Paper by Alessandro Soncini in Physical Review Letters

Congratulations to Alessandro Soncini and Simone Calvello…

Congratulations to Alessandro Soncini and Simone Calvello for the publication of their paper in PRL on the topic "Room Temperature Chiral Discrimination in Paramagnetic NMR Spectroscopy" see Phys. Rev. Lett. 116, 163001 (2016), DOI: http://dx.doi.org/10.1103/PhysRevLett.116.163001

Despite its central role in biological processes and in a wide range of chemical reactions, chirality, the property of molecules lacking improper symmetry elements to be distinguishable from their mirror image (or enantiomer) remains a challenging property to detect and quantify. Here we present a theory predicting that in an NMR experiment, normally blind to chirality, the two mirror images of a chiral paramagnetic molecule are subject to opposite electric forces (green arrows in the picture) triggering distinguishable rotational motions for the two enantiomers in solution.
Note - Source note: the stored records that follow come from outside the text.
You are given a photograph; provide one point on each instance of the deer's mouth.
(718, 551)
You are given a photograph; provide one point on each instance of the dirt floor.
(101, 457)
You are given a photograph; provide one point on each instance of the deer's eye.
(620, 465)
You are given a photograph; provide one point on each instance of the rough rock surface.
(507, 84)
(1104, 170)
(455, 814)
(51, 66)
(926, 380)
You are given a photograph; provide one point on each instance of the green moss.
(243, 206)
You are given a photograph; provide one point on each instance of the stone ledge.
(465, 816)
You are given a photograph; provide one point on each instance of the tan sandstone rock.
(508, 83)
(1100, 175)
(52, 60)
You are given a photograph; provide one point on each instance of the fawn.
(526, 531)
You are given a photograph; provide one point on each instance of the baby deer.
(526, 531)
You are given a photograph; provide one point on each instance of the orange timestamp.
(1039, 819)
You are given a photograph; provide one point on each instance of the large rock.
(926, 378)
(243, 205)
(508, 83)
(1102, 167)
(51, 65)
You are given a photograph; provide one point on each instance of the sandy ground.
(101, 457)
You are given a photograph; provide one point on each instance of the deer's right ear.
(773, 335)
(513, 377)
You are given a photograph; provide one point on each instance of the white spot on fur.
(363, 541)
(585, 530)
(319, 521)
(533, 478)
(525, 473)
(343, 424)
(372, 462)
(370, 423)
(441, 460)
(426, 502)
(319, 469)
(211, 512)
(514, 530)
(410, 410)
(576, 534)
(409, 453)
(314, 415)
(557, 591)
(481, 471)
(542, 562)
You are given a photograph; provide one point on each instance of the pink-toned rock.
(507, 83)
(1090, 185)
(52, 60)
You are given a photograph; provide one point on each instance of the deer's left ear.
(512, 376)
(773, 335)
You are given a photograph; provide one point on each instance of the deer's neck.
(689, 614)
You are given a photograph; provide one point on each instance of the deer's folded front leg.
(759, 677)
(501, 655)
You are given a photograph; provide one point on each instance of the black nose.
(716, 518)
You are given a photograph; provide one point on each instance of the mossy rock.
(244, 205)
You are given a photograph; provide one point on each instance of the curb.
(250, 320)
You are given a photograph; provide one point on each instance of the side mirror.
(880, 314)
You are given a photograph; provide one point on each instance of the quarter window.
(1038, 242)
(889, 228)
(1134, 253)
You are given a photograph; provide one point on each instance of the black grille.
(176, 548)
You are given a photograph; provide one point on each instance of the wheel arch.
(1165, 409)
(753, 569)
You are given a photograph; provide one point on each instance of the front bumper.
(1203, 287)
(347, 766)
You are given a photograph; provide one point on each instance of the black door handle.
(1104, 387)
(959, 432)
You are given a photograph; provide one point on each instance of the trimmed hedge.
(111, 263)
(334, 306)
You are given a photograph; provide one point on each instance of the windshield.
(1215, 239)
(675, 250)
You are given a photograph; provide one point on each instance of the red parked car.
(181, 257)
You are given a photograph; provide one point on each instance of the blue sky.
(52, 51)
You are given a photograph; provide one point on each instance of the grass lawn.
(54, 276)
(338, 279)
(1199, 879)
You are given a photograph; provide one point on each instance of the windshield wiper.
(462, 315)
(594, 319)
If the molecules have strong magnetic anisotropy (anisotropy axes are represented as red rods in the picture), they will be partially oriented along the NMR magnetic field (blue arrows in the picture), which makes the predicted chiral electric forces large enough to be detected at room temperature, offering a way to achieve direct chiral discrimination via NMR spectroscopy.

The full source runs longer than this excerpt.